Die freie Kündigung des Bauvertrags
Die freie Kündigung unterscheidet sich grundlegend vom Rücktritt. Sie ist das Recht des Auftraggebers, den Vertrag jederzeit und ohne Angabe eines Grundes zu beenden. Man spricht hier auch von einer „Kündigung aus freiem Willen“.
- Wann ist eine freie Kündigung möglich? Eine freie Kündigung ist jederzeit und ohne die Notwendigkeit einer Pflichtverletzung des Bauunternehmens möglich. Sie könnten sich zum Beispiel einfach umentschieden haben oder feststellen, dass Sie das Bauprojekt doch nicht fortführen möchten.
- Was sind die Folgen der freien Kündigung? Die freie Kündigung ist für Sie als Auftraggeber in der Regel finanziell deutlich belastender als ein Rücktritt.
- Obwohl das Bauunternehmen die Arbeiten nicht zu Ende führt, müssen Sie als Auftraggeber grundsätzlich den gesamten vereinbarten Werklohn bezahlen.

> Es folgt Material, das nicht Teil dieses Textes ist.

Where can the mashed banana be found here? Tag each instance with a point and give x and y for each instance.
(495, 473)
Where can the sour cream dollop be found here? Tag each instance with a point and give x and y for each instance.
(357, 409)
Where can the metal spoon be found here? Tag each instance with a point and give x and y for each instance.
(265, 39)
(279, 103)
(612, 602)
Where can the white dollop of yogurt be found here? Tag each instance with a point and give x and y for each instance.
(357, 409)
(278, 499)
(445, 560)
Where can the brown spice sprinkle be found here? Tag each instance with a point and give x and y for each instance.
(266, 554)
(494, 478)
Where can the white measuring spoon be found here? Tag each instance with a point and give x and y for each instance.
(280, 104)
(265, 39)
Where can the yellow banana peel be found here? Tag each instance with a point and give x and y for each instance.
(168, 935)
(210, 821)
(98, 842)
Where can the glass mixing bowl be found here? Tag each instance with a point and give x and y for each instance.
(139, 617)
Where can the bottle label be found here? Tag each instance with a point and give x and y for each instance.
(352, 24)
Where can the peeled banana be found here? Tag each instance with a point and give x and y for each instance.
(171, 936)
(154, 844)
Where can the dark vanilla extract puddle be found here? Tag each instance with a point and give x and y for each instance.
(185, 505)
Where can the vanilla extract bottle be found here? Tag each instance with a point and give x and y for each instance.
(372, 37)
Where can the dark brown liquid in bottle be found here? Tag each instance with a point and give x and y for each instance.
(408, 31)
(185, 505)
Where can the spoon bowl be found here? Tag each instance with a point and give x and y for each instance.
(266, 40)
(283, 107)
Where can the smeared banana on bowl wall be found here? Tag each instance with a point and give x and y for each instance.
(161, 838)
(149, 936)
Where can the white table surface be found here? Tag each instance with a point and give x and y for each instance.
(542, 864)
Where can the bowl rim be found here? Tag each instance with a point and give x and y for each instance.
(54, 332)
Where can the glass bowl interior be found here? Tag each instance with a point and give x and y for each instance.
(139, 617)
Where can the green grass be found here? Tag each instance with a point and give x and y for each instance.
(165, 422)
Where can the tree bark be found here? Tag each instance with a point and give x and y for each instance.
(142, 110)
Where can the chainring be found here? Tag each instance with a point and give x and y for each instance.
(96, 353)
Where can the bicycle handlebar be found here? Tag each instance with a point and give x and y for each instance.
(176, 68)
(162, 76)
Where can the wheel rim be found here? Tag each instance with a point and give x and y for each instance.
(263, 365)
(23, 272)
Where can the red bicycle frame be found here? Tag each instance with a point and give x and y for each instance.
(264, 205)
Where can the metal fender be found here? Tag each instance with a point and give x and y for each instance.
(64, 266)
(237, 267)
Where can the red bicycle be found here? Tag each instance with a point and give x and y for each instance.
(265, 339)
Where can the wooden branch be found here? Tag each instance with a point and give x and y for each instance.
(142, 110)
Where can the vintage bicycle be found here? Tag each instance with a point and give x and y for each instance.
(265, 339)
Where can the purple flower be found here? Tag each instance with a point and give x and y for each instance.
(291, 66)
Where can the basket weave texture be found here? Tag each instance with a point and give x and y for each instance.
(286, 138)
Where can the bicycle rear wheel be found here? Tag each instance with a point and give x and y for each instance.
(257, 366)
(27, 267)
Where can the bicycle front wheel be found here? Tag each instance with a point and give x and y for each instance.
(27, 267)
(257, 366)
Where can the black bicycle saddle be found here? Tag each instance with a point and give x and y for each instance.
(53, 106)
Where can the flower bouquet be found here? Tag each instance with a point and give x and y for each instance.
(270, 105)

- Das Bauunternehmen muss sich jedoch das anrechnen lassen, was es sich durch die vorzeitige Vertragsbeendigung erspart (z. B. Materialkosten, die nicht mehr anfallen) oder was es durch anderweitige Nutzung seiner Arbeitskraft verdient oder hätte verdienen können.
- Die Berechnung dieser Abzüge ist oft komplex und kann zu erheblichen Streitigkeiten führen. In der Praxis bedeutet dies häufig, dass ein großer Teil des vereinbarten Preises dennoch zu zahlen ist, auch wenn das Bauprojekt nicht fertiggestellt wird.
Warum die Unterscheidung wichtig ist
Die Wahl zwischen Rücktritt und freier Kündigung hat gravierende finanzielle Auswirkungen für Sie. Wenn das Bauunternehmen seine Pflichten verletzt hat, ist ein Rücktritt, eventuell verbunden mit Schadensersatzansprüchen, oft die für Sie günstigere Option. Wenn Sie jedoch aus persönlichen Gründen das Projekt beenden wollen, ohne dass das Bauunternehmen einen Fehler gemacht hat, müssen Sie bei einer freien Kündigung in der Regel einen erheblichen Teil des Gesamtpreises bezahlen.
Es ist daher wichtig, Ihre Situation genau zu prüfen und die rechtlichen Voraussetzungen und Folgen der jeweiligen Beendigungsform zu verstehen, bevor Sie Schritte unternehmen.
Welche Kosten entstehen mir, wenn ich einen Bauvertrag frei kündige, obwohl der Bauunternehmer noch nicht fertig ist?
Wenn Sie einen Bauvertrag kündigen, ohne dass der Bauunternehmer eine Pflichtverletzung begangen hat – man spricht hier von einer sogenannten „freien Kündigung“ –, können Ihnen weiterhin erhebliche Kosten entstehen, auch wenn die Arbeiten noch nicht abgeschlossen sind. Für viele ist es schwer vorstellbar, für Leistungen zu bezahlen, die gar nicht erbracht wurden. Das Gesetz sieht hierfür jedoch eine klare Regelung vor, die sowohl Ihre Freiheit zur Kündigung als auch die berechtigten Ansprüche des Bauunternehmers berücksichtigt.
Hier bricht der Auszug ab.